After the election, I was a Prude for Democracy. Always delicately asking, “Can he do that?” Sniffing, “Can he talk about federal judges that way?” Wincing, “Should he be tweeting?” But as the months have passed, each one a century long, I have become rude, crude, and lewd for Democracy. No more Mrs. Nice Gay. My stress spinner is now brass knuckles.
This Halloween I plan to abandon my genteel tributes to historical women. The current totalitarian zeitgeist does not represent a singularity but a total shit storm of fractured institutions and identities. And those white sheets are so over-used. Instead of full unhidden figures, I am going with a more ironic, abstract, Picassoan, fractured, fright-night Halloween costume. There is a new freedom dressing as an inanimate object. And the nice thing is you can still keep a Mitch McConnell costume as your fall-back. He’s been dead for years.

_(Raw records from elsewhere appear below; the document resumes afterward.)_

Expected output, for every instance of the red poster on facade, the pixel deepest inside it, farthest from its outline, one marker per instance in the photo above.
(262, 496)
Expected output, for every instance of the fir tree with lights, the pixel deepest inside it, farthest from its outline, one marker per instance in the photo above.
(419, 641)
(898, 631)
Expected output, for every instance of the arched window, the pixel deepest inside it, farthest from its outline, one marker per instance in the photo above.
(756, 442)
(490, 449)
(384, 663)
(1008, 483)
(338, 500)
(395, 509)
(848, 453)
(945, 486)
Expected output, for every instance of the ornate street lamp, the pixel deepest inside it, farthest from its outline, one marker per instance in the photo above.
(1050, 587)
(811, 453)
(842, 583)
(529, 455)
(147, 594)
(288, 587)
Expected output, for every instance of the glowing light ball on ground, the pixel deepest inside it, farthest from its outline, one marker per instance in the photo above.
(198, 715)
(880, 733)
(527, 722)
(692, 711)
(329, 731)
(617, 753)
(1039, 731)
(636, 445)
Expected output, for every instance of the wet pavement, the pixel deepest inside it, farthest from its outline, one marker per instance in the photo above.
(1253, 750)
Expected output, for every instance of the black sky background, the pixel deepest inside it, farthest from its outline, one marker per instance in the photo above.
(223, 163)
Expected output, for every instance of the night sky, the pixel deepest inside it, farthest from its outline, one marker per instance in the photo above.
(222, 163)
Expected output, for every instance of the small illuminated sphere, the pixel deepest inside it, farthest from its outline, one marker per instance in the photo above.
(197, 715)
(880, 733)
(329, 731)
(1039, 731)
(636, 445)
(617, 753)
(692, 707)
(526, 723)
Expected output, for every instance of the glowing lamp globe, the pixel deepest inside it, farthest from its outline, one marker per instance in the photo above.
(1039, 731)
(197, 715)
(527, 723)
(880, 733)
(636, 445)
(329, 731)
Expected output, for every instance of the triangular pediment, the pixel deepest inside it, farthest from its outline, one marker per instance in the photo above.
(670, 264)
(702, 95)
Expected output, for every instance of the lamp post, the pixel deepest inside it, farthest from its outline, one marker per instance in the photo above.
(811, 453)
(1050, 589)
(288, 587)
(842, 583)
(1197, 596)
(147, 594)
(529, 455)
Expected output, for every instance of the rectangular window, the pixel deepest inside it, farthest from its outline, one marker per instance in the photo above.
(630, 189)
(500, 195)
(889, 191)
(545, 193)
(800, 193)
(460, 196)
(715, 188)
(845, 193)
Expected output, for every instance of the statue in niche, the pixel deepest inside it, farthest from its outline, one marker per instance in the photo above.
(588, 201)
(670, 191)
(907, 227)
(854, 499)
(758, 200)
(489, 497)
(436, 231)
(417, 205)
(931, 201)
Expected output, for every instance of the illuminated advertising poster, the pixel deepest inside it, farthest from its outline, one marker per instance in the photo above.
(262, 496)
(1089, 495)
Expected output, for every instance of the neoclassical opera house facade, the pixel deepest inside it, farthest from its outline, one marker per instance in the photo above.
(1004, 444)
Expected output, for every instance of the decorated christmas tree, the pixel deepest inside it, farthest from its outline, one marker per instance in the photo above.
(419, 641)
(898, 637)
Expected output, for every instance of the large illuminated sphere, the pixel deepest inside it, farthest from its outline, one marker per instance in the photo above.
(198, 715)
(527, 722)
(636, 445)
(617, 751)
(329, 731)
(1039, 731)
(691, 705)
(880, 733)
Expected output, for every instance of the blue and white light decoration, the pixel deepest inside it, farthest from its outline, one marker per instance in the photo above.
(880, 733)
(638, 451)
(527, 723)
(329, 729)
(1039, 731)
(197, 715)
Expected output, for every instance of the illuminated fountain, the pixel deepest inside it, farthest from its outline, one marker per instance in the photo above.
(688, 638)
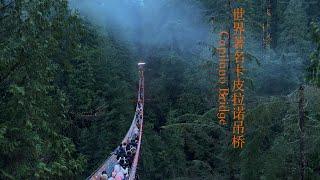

Here are some of the ideas I’ve been working on with my designers. A giant orange tweeting yam. The boom-stock on Harvey Weinstein’s dick. Russian nesting Bobblehead Pocket Rocket Boy Dolls. Sarah Huckabee Sanders’ eyebrows. (But we are having trouble coordinating the hydraulics of the lift and arch with the lip service). A hologram of the Cheshire smirk of Jefferson Noregard Sessions superimposed on a shredder. A purple GAGA (Gays Against Guns, Asshole) hat topped with a Christmas crèche, balanced on a rainbow wedding cake, blaring, “Don, we are not now gay apparel.” The thing weighs more than that belt buckle on Melatonin’s sheathe dress.
Oh just leave it. I’m sticking with the dames. I still have enough time to get a kick-ass, spark-spitting Ruth Bader Ginsburg together. I plan to wear it for a lot of years.